Publié le 12/06/2020 à 11:20 / Jean-Marc Emprin

Colza

Si les difficultés de conduite de la culture du colza sont nombreuses (déficit hydrique, gestion des ravageurs, coût des intrants), on peut limiter fortement les risques d'échecs en adaptant son itinéraire technique.

Des marges de manœuvre pour réussir

Jeudi 4 juin s'est tenu à Saint-Etienne-de-Saint-Geoirs le bilan de campagne colza annuel organisé par la chambre d'agriculture et Terres Inovia.
Les ravageurs d'automnes (grosses altises et charançons du bourgeon terminal notamment) occasionnent des traitements quasi-généralisés d'insecticides majoritairement à base de pyréthrinoïdes. Relativement bon marché et aujourd'hui encore efficaces, leur usage risque d'être néanmoins rapidement remis en cause en raison de la détection, l'année dernière, d'un cas de résistance avéré de grosse altise dans l'est Lyonnais. Si d'autres familles de molécules existent, les contraintes règlementaires qui pèsent sur elles risquent à termes de limiter grandement les stratégies disponibles. Il convient dès lors de faire un usage raisonné des solutions chimiques et de ne les utiliser seulement qu'en cas de dépassement du seuil de traitement (par exemple 8 plantes sur 10 touchées avec 25% de la surface foliaire détruite par les altises)

« Le semis précoce est aujourd'hui le meilleur insecticide »

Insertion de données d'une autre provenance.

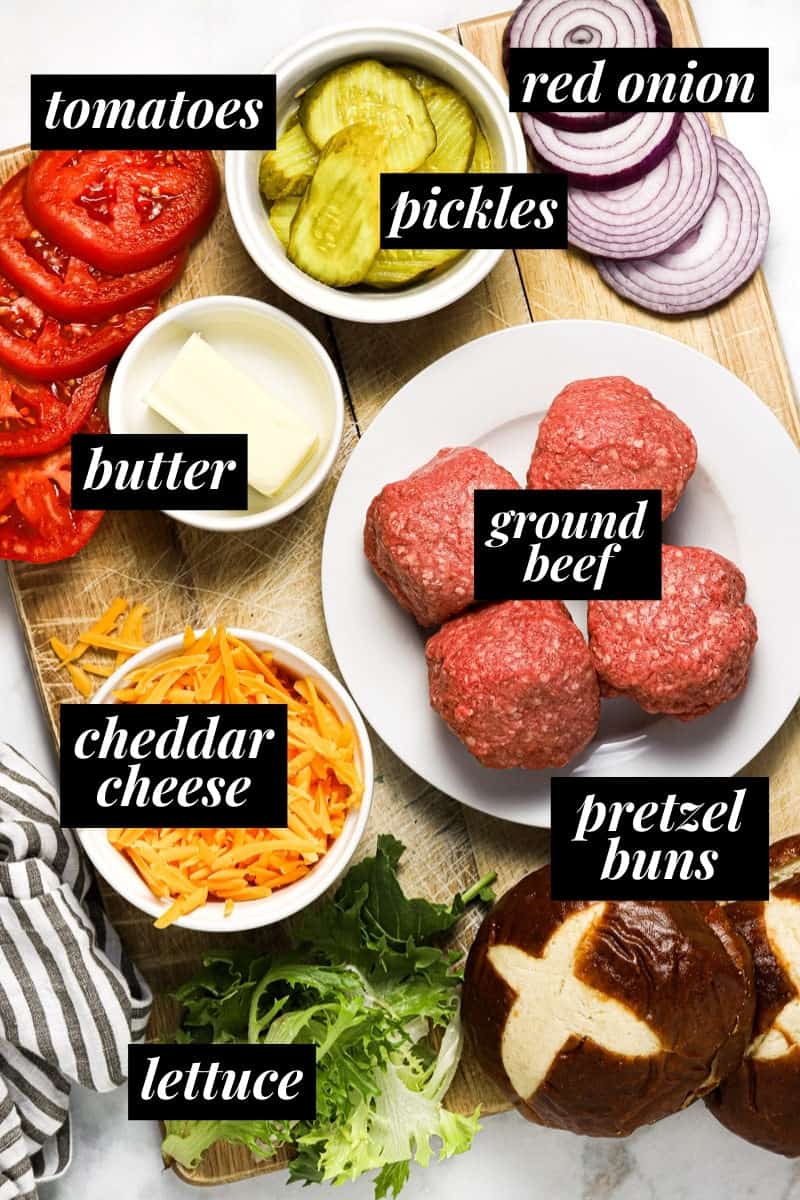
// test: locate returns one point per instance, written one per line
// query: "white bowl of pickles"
(353, 101)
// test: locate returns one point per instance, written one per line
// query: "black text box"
(125, 472)
(113, 773)
(152, 112)
(462, 211)
(222, 1081)
(638, 81)
(523, 552)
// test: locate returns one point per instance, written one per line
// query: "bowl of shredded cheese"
(230, 880)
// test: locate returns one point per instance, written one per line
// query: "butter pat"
(200, 391)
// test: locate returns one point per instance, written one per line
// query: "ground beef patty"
(419, 533)
(686, 653)
(609, 432)
(515, 682)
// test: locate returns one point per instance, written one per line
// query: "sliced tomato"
(42, 347)
(66, 286)
(122, 210)
(36, 418)
(36, 522)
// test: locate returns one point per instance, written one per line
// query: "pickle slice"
(287, 169)
(367, 93)
(481, 155)
(282, 215)
(336, 231)
(394, 268)
(455, 125)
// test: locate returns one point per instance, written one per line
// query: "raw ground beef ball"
(686, 653)
(419, 533)
(609, 432)
(515, 682)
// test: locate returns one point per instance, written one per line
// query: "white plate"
(744, 502)
(269, 346)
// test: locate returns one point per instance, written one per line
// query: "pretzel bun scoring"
(603, 1017)
(761, 1101)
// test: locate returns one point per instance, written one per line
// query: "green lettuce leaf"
(366, 983)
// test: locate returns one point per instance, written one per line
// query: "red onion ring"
(606, 159)
(588, 23)
(585, 23)
(647, 217)
(582, 123)
(710, 262)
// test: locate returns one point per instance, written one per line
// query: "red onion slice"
(606, 159)
(715, 258)
(588, 23)
(649, 216)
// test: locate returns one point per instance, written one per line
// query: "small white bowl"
(272, 348)
(122, 876)
(301, 65)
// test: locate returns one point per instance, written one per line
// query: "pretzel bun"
(761, 1101)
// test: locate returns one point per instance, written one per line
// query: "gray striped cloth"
(70, 999)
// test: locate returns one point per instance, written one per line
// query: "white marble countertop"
(687, 1157)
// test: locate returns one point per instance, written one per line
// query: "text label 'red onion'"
(450, 210)
(638, 81)
(167, 765)
(137, 112)
(660, 839)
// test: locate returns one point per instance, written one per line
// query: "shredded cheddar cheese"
(190, 867)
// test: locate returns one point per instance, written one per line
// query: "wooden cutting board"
(270, 579)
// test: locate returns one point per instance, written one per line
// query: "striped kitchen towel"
(70, 999)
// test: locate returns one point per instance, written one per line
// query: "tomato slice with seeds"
(122, 210)
(36, 522)
(42, 347)
(66, 286)
(36, 418)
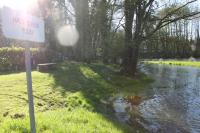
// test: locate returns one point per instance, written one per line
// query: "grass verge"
(66, 100)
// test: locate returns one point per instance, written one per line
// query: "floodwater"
(173, 104)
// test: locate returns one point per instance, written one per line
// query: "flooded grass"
(66, 100)
(179, 63)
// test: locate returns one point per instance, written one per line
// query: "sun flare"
(20, 4)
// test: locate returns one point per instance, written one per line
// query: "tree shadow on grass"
(77, 77)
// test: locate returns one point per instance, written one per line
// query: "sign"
(21, 26)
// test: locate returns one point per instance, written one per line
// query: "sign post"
(21, 26)
(29, 88)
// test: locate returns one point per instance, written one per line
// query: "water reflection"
(175, 103)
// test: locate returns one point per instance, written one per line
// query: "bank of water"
(171, 104)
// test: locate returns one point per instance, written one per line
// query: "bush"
(13, 59)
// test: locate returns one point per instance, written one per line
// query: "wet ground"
(173, 103)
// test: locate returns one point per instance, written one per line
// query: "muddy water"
(173, 105)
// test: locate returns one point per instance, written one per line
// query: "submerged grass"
(66, 100)
(179, 63)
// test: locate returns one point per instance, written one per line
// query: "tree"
(139, 15)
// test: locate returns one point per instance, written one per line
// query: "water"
(174, 100)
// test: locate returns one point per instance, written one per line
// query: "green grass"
(179, 63)
(66, 100)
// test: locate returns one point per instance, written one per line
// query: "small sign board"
(21, 26)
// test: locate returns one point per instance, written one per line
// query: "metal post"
(29, 88)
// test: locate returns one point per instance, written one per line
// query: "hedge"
(12, 58)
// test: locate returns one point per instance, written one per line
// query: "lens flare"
(24, 5)
(67, 35)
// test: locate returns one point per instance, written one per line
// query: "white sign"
(19, 25)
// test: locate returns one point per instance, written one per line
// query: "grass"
(178, 63)
(66, 100)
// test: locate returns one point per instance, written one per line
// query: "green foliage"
(63, 121)
(66, 100)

Alexis Verniau, ingénieur régional chez Terres Inovia rappelle qu'au-delà de 4 feuilles, la culture entre en phase de croissance active qui lui permet de compenser les attaques de ravageurs. Une fois ce stade atteint, rien ne sert de traiter. Anticiper le semis avec une mise en terre entre le 5 et le 20 août en Isère assure l'atteinte du stade 4 feuilles avant le pic de vol d'altises qui se situe en générale autour du 20 septembre. Cette stratégie d'évitement offre également l'avantage de profiter des pluies statistiquement plus fréquentes à la mi-août qu'au mois de septembre et ainsi de raccourcir la période de sensibilité aux ravageurs par une levée rapide. Les retours d'expériences de Terres Inovia montrent qu'en cas d'implantation réussie et en l'absence d'insecticides, il est possible d'obtenir entre 80 et 100% de plantes saines au printemps dès lors que la culture atteint en entrée d'hiver une biomasse verte de 1,5kg/m² sans arrêt de croissance depuis le semis.

Obtenir un colza robuste

En cas de reliquats faibles, la fertilisation (organique de préférence) au semis peut-être un très bon moyen de soutenir une pousse continue jusqu'au repos végétatif. Par ailleurs, l'amélioration génétique est telle que le risque d'élongation des variétés actuellement proposées est considérablement réduit y compris pour les semis précoces et fertilisés.
La préparation du sol est également un élément déterminant de la réussite du semis en cherchant à la fois à limiter le dessèchement du profil et à favoriser le développement du pivot. La profondeur de travail est donc à adapter en fonction de la zone de compaction éventuelle à atteindre. Les passages répétés d'outils type déchaumeur à disque ou herse rotative sont à éviter en raison de l'évaporation qu'ils engendrent. Le choix des interventions à réaliser s'apprécie avec un simple test bêche dans la culture précédente et avant que le sol ne soit trop sec (avril à juin).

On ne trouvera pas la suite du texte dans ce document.